When I arrived in China to study abroad this past summer, one of the first things I saw was a Kentucky Fried Chicken. I can’t emphasize enough how much the Chinese love KFC. Colonel Sanders’ face smiles down on most busy streets, the restaurants are always filled with patrons and I even saw vendors selling t-shirts with Mao-era figures proudly clutching chicken strips.
But reasonably priced fried chicken is not the only piece of American culture that has permeated China. The subways were covered with ads for “The Hunger Games,” the Nike flagship store was so impressive that I mistook it for a museum of modern art, I learned that people have taken to saying “Oh my Lady Gaga!” in place of “Oh my God!” and NBA basketball proved to be a national obsession.
For instance, the word “Milwaukee” would usually be met with blank stares from most Chinese while “Milwaukee Bucks” could bring a flicker of recognition. One of the Marquette students on my trip nearly made a young Chinese boy cry with happiness when he taught him how to dribble through his legs.
The companies that have thrived in Chinese markets have had to undergo significant rebranding to be successful. KFC’s American slogan “finger lickin’ good” translates into Mandarin as “eat your fingers off.” But the company changed the line and added local flavors to their menu, yielding huge profits. Coca-Cola also has a huge Chinese following because the company took pains to alter their image, creating sleek Chinese characters for its logo.
Walking down streets in Beijing and Wuhan, it is evident that some aspects of American culture have permeated the modern Chinese zeitgeist. Yet most US companies have not been able to find such success in China. Large scale flops like Mattel’s flagship Barbie store in Shanghai, which failed after only two years, Best Buy shutting down all nine of its branded stores and Google facing issues of government censorship are thought to be emblematic of larger issues for American companies.

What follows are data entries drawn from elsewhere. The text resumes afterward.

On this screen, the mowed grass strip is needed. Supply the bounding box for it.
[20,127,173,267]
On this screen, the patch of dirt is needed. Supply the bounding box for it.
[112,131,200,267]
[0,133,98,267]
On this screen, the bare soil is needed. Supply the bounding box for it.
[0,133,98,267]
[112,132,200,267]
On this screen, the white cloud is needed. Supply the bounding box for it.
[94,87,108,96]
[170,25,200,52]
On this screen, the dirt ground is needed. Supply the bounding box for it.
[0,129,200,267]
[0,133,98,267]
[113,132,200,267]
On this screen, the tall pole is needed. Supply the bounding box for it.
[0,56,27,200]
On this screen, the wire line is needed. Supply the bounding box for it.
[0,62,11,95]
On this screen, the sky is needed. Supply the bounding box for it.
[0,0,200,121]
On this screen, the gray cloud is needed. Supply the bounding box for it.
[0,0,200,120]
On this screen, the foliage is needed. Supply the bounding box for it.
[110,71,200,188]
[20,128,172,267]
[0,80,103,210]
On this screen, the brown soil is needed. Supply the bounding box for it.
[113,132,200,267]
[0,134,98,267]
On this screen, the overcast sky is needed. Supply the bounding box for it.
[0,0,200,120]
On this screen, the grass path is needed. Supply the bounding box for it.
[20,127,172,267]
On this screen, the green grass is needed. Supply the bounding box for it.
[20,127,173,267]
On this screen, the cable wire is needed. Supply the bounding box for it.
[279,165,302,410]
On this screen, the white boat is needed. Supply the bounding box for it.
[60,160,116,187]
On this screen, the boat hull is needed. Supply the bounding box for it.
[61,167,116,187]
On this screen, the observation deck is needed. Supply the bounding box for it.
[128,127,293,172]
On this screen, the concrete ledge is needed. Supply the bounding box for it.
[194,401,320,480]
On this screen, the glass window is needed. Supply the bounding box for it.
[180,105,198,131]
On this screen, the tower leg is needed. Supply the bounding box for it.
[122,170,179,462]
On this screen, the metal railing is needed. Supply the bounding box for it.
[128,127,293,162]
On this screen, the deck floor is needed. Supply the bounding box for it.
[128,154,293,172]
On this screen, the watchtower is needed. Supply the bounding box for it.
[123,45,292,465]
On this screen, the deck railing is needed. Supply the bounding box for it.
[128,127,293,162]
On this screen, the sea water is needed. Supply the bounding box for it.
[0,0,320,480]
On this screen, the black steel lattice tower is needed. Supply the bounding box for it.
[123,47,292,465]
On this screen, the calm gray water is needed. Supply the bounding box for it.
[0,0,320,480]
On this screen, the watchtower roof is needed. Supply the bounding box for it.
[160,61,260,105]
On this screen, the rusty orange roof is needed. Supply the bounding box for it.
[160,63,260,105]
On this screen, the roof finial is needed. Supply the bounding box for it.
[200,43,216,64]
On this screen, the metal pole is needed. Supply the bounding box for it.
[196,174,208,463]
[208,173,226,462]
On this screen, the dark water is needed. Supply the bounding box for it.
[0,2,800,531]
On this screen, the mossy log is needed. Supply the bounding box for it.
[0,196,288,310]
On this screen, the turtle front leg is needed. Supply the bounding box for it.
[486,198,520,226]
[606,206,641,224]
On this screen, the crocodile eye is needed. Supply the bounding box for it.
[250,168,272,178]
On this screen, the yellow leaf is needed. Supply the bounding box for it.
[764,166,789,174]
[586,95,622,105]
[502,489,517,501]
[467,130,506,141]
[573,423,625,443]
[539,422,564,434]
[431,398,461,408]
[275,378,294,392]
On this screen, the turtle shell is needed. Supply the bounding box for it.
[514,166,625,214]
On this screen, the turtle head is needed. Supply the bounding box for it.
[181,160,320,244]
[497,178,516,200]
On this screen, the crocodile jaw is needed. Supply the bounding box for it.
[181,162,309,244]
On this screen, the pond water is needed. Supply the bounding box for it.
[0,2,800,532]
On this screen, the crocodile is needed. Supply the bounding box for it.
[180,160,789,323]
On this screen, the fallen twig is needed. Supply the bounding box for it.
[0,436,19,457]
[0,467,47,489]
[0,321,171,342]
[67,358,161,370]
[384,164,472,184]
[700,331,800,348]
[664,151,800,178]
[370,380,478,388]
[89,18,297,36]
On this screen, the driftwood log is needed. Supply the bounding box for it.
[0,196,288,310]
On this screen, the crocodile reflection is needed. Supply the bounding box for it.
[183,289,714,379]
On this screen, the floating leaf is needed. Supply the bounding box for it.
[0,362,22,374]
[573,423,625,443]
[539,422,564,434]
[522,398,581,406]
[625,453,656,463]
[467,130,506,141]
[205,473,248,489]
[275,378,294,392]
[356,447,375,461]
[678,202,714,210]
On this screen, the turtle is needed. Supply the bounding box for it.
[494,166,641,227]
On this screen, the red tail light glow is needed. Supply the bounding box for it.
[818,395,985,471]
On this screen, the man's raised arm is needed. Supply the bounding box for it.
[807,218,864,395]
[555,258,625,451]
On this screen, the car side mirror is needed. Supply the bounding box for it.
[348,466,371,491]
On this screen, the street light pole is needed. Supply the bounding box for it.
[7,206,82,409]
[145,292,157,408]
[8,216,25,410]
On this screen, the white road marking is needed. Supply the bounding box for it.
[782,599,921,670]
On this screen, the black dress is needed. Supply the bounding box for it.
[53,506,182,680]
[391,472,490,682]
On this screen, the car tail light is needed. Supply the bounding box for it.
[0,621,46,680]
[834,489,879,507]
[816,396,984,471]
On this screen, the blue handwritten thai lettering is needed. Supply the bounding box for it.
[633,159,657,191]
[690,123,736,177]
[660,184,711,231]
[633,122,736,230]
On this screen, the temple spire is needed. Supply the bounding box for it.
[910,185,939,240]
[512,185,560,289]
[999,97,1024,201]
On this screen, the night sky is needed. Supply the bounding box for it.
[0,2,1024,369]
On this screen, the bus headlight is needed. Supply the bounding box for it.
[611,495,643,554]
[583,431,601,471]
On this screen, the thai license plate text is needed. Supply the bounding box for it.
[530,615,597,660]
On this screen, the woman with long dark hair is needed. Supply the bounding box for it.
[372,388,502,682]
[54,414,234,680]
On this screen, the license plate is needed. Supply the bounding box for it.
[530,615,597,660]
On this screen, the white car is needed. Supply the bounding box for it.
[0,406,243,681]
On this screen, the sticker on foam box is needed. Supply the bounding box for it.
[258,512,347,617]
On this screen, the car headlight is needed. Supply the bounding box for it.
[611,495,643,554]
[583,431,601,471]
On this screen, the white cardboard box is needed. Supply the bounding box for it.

Though it is difficult to identify exactly what causes each problem, many point to a failure to adjust to the Chinese culture or bypass regulations by the government.
Though I was reminded of home every time I passed a Gap or Starbucks, it became clear time and again that there is still a lingering mistrust in China toward cultural imports from the west. While some Chinese people I met quoted “Stinky Cat” from “Friends” or asked me about my favorite songs on “Glee,” some Chinese argued that western influences detract from China’s culture and values.
Though the top grossing films in China have been “Transformers 3” and “Avatar,” the Communist Party has enacted cultural protection laws to limit these types of films from reaching audiences. China allows only 20 foreign films a year to make a profit from the box office.
Earlier this year, current Chinese president, Hu Jinato, wrote an article summing up the party’s official stance on western culture for a Communist Party magazine.
“…international hostile forces are intensifying the strategic plot of Westernizing and dividing China, and ideological and cultural fields are the focal areas of their long-term infiltration,” Hu wrote.
It was strange to be an American in this landscape, where your country’s culture is simultaneously so embraced and maligned. I am unsure what these continued regulations will bring to this balance, but for now, the streets of Beijing remain filled with General Motors cars, the malls are filled with Starbucks and Apple stores and one will never find themselves far from a KFC.